The DNA from the participants in both these studies has been examined to see if there are any particular genes that might influence insulin response to the stimuli that were used, as well as to study the inheritance of diabetes.

Also the blood from the participants was studied to see if any biomarkers could be found that either predicted the response to stimuli or were changed after the stimuli were added.

By combining the data from these 2 studies we have been able to ask a number of important questions and to study why some people’s beta cells in their pancreas work very well and others do not. We have also been able to study why diabetes passes down in families between parent and child.

The Patient Information Sheets provided to participants in their native language are available on request.

Early remission of diabetes following metabolic surgery (WP 3.5)
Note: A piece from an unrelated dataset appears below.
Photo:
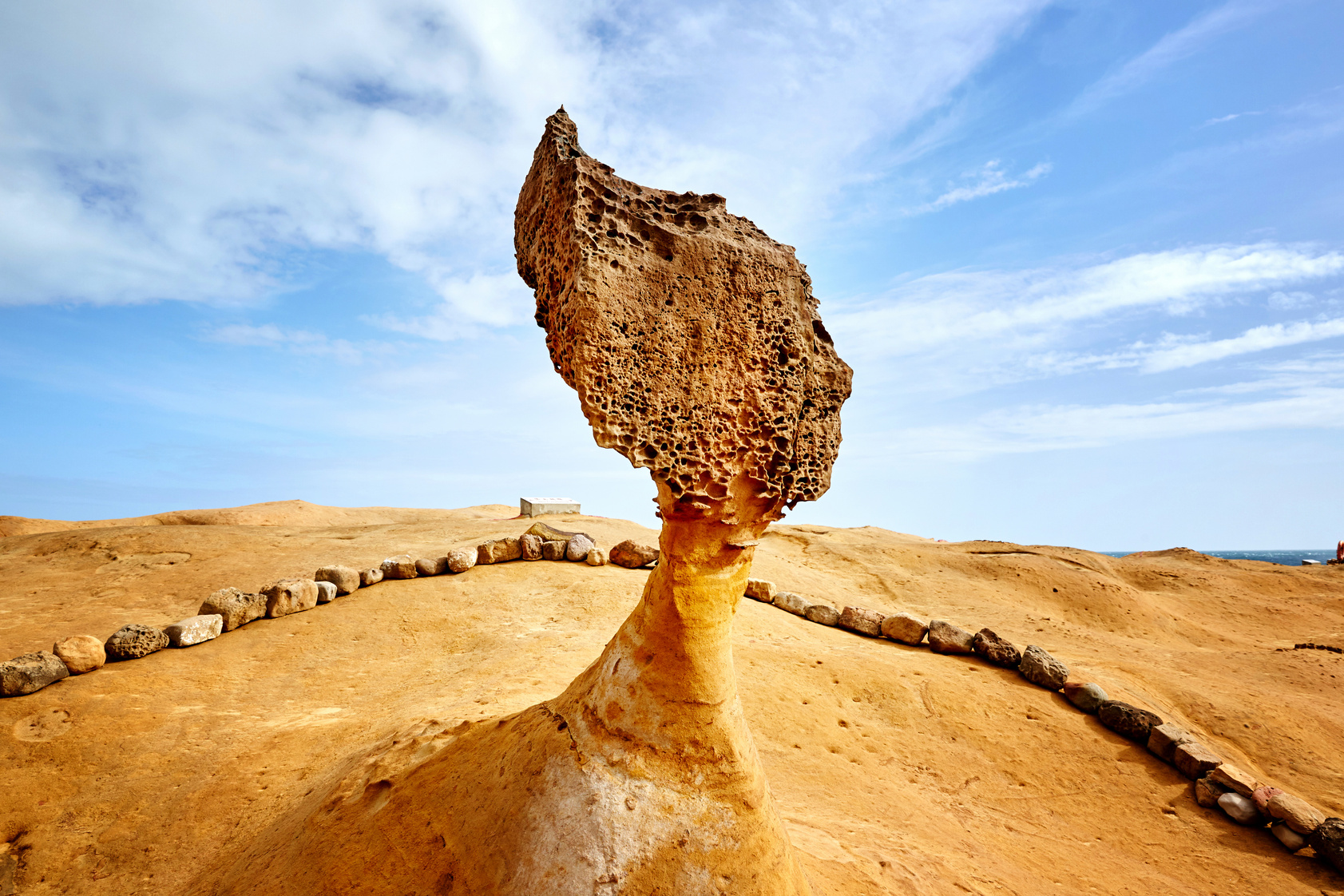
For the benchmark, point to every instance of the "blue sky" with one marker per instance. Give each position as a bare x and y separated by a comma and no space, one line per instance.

It is well known that patients with obesity who undergo bariatric surgery to reduce the size of their stomach sometimes have remission of diabetes i.e. their diabetes gets significantly better and sometimes goes away. As a result of the surgery the patients lose a lot of weight afterwards but interestingly their diabetes improves before they have lost significant weight. This suggests that the removal of a part of the stomach might have a lot to do with the diabetes going away. The stomach releases many different hormones when it receives a meal. These tell our brains that we are full and need to stop eating and they also tell our pancreas to work, since as the meal is absorbed and the blood sugars rise, insulin is needed to control the blood sugar level. This close coordination is vital to keep the body working properly.

This study attempts to find out how stomach reduction surgery leads to remission of diabetes. In particular we are looking to find new drug targets that might be present in the stomach, that influence diabetes. We are also seeking biomarkers of successful diabetes remission.